Thursday, July 1, 2010

Good gains

7:00 a.m. -- The goats were worked today by David Gordon, Mary Beth Bennett, Jeanne Dietz-Band, and Susan Schoenian.  Data were recorded by Pam Thomas.

Goats gain well
For the first 14 days of the test, the goats gained an average of 4.4 lbs (2.2 kg) or 0.315 lbs. (143 g) per day.  Gain ranged from -5 to + 13 lbs. or -0.375 to 0.929 lbs. per day.  Only three goats lost weight.  Two goats neither gained nor lost weight. The three goats that lost weight either have or had poor FAMACHA© scores.  David Gordon determined weights. 

David Gordon weighs a goat.
FAMACHA©, body condition, coat condition and dag scores were determined by Susan Schoenian.  Individiual and pooled fecal samples were collected from the goats.  So far, the only fecal data that has been received indicated a pooled fecal egg count of 1,100 eggs per gram on June 5.

13 goats dewormed
FAMACHA© scores (1-5) ranged from 1 to 5 and averaged 1.8, compared to 1.6 two weeks ago. While only two goats had FAMACHA© scores of 4 or 5, thirteen goats were dewormed. 

Due to early unexpected parasite problems among some goats, the decision was made to deworm goats with FAMACHA© scores of 3 or greater.  It was also decided that levamisole drench would be used for deworming (instead of moxidectin). 

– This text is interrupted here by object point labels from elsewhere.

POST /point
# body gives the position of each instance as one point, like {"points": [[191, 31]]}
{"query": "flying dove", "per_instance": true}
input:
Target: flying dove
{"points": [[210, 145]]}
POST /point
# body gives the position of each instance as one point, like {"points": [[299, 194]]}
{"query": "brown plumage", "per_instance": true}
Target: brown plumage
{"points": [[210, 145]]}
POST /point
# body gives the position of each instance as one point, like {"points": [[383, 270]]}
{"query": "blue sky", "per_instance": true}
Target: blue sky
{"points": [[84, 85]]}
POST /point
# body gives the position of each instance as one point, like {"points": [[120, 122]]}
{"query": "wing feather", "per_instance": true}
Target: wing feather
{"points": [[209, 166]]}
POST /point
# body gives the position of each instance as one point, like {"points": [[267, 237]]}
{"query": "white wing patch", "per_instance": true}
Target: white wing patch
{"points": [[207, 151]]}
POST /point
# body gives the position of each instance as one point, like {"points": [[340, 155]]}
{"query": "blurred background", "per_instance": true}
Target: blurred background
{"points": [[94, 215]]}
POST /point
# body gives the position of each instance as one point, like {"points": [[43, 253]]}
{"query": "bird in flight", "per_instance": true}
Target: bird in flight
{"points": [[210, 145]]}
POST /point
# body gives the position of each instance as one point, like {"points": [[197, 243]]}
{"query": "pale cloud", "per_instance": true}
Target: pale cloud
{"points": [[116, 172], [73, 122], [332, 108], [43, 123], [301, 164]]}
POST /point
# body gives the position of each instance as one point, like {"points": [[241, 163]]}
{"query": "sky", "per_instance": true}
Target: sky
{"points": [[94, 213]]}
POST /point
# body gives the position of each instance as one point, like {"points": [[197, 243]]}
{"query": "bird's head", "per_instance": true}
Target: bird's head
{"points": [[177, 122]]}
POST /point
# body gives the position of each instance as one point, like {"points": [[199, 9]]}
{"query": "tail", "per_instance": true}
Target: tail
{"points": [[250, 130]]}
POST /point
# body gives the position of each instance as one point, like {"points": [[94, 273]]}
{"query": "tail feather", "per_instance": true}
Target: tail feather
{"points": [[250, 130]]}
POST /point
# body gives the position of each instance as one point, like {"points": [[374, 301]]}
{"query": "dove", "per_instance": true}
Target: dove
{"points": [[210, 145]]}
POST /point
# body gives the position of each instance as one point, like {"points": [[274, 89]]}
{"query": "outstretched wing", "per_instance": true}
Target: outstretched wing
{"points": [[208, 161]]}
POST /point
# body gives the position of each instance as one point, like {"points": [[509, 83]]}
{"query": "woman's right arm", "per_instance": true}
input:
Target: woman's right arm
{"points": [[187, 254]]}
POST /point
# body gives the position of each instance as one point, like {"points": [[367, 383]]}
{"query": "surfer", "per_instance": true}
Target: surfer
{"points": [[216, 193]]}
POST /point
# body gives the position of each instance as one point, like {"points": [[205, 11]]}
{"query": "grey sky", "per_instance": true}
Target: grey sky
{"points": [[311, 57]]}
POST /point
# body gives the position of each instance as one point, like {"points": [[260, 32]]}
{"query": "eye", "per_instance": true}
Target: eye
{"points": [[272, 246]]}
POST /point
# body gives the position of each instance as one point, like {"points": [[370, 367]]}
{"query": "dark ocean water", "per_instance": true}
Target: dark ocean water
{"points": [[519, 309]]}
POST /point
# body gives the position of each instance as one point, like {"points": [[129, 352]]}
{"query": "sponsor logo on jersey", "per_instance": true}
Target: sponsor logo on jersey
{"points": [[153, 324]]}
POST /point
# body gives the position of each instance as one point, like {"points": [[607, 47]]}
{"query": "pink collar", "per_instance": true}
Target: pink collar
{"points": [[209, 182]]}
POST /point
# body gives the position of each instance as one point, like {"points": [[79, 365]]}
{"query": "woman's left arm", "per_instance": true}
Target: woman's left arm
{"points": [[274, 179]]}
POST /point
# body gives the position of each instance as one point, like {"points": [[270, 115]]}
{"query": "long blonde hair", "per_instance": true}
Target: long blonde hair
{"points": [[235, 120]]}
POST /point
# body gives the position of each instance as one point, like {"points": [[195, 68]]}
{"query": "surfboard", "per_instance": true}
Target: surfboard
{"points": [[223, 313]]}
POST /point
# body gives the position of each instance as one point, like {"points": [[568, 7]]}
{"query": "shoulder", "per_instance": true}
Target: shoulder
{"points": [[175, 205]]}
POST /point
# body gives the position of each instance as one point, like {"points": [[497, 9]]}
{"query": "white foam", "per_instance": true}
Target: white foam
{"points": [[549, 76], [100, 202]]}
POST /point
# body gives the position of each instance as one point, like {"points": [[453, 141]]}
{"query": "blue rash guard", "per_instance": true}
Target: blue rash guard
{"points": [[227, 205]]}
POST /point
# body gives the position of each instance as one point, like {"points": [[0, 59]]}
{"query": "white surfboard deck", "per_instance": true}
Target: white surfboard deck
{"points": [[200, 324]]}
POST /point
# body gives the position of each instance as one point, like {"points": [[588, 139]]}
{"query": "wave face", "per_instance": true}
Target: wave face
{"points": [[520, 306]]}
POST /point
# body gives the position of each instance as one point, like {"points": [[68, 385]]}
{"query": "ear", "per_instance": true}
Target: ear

The general recommendation (by small ruminant parasitologists) is that goats receive 1.5 times the labeled sheep dose of levamisole. This cautious recommendation is due to the narrower margin of safety for the drug. Off the market for approximately two years, levamisole (Prohibit® sheep drench) is now available in limited supply.

Cool season grass pasture

Body condition scores (1-5) ranged from 1.5 to 3.5 and averaged 2.6.  A few of the parasitized goats lost significant body condition.  Coat condition scores (1-3) ranged from 1.5 to 3.  Lower scores are usually due to lice or dandruff. Dag scores (1-5) ranged from 1 to 5 and averaged 1.5.  Dag scores of 4 or 5 are usually indicative of active scouring (diarrhea).

Dry conditions
Pasture conditions at the test site are rapidly deteriorating due to the dry weather.  After a reasonably wet spring, the test site receive very little rainfall in June.  Cool season grasses turn brown and cease growing very quickly in a drought.  On the other hand, if there is enough variety (and pasture), goats, as selective grazers, tend to fare well in a drought.  They currently have access to several paddocks. 

Growing pearl millet
A two-acre field of dwarf pearl millet (pictured above), a summer annual grass, is not yet available for grazing, but could prove to be very important for this year's test. If the dry weather conditions persist, supplemental nutrition may be necessary (e.g. nutritional tubs and/or hay).  Pray for rain!